The healthcare system in South Korea is as advanced as its transport network. The country is at the forefront of medical research and constantly strives to push the boundaries of medical knowledge. Similarly, the standard of education in South Korea is also high, with a number of foreign language and international schools in Seoul and other major cities, as well as in some smaller towns. Living standards are also high and, although accommodation is expensive, the cost of living is reasonable.
South Korean cuisine is very different from Asian foods that expats are often familiar with and may initially challenge their palates. Perseverance is crucial, however, since there are many regional delicacies worth sampling, although Western food is also readily available in larger cities.
South Koreans enjoy entertainment, and the country's nightlife is fantastic, especially in the larger cities. There are a number of cultural festivals celebrated throughout the year and the country has a bustling music scene that frequently attracts international stars.
Politically, South Korea does not enjoy a good relationship with its neighbour, North Korea. However, this rarely affects ordinary people going about their daily business.

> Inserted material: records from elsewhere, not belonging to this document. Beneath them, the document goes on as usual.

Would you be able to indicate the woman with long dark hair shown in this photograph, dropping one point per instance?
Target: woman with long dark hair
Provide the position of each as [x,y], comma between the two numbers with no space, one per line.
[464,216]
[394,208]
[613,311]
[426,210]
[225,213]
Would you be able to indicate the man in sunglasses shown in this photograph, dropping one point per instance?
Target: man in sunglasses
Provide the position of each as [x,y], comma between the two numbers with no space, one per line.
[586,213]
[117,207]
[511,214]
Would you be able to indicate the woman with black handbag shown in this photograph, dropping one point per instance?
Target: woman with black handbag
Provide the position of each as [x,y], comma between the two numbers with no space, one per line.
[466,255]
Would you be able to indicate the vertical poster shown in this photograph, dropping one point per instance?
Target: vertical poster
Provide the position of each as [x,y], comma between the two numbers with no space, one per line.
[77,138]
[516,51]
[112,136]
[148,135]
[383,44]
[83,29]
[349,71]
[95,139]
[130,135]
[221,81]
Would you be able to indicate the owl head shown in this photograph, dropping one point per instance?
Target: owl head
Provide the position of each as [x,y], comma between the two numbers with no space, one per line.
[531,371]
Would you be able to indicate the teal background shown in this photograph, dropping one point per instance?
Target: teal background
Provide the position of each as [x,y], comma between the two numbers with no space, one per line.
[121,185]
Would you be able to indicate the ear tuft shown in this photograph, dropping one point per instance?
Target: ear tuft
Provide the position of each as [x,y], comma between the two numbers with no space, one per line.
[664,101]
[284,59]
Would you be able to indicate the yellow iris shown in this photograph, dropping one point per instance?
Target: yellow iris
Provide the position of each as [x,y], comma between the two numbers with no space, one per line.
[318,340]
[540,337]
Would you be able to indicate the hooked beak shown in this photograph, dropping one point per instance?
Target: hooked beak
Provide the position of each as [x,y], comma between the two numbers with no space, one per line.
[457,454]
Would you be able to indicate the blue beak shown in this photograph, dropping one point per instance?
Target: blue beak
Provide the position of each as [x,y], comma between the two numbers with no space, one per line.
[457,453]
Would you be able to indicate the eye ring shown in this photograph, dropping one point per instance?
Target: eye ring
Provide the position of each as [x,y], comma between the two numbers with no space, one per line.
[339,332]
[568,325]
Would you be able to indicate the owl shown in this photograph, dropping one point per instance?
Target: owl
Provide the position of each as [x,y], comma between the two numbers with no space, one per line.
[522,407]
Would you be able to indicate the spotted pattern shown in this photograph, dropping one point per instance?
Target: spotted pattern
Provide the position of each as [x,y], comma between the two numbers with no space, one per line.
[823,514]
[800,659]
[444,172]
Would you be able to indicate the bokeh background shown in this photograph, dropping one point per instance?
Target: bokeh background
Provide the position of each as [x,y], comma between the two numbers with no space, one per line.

Despite certain challenges, Korean culture is intriguing and rewards deeper understanding. South Korea is an incredibly safe country with low crime rates, and expats can expect a warm welcome from locals and other foreigners.
Population: Over 51 million
Capital city: Seoul (also largest city)
Neighbouring countries: North Korea, Japan and China
Geography: The country shares a border with North Korea to the north. It's separated from China by the Yellow Sea to the east, and Japan by the Sea of Japan.
Political system: Presidential constitutional republic
Major religions: Christianity, Buddhism, but largely secular
Main languages: Korean (Hangul). English is not widely spoken.
Money: The South Korean Won (KRW), divided into 100 jeon. The banking system in South Korea is modern and efficient and ATMs can be found almost anywhere.
Tipping: It isn't usual to tip in South Korea. Top restaurants and luxury hotels sometimes add a service charge of 10 percent to the bill.
Time: GMT +9
Electricity: 220 volts, 60Hz. 'Type C' and 'type F' rounded, two-pin plugs are used. Adapters are widely available at the airport and city convenience stores.
Internet domain: .kr
International dialling code: +82
Emergency contacts: 112 (police), 1345 (foreigner information service), 119 (fire and ambulance)
Transport and driving: Cars drive on the right. South Korea has a reliable and efficient transport system, with buses and taxis in all cities, and metro stations in the main cities.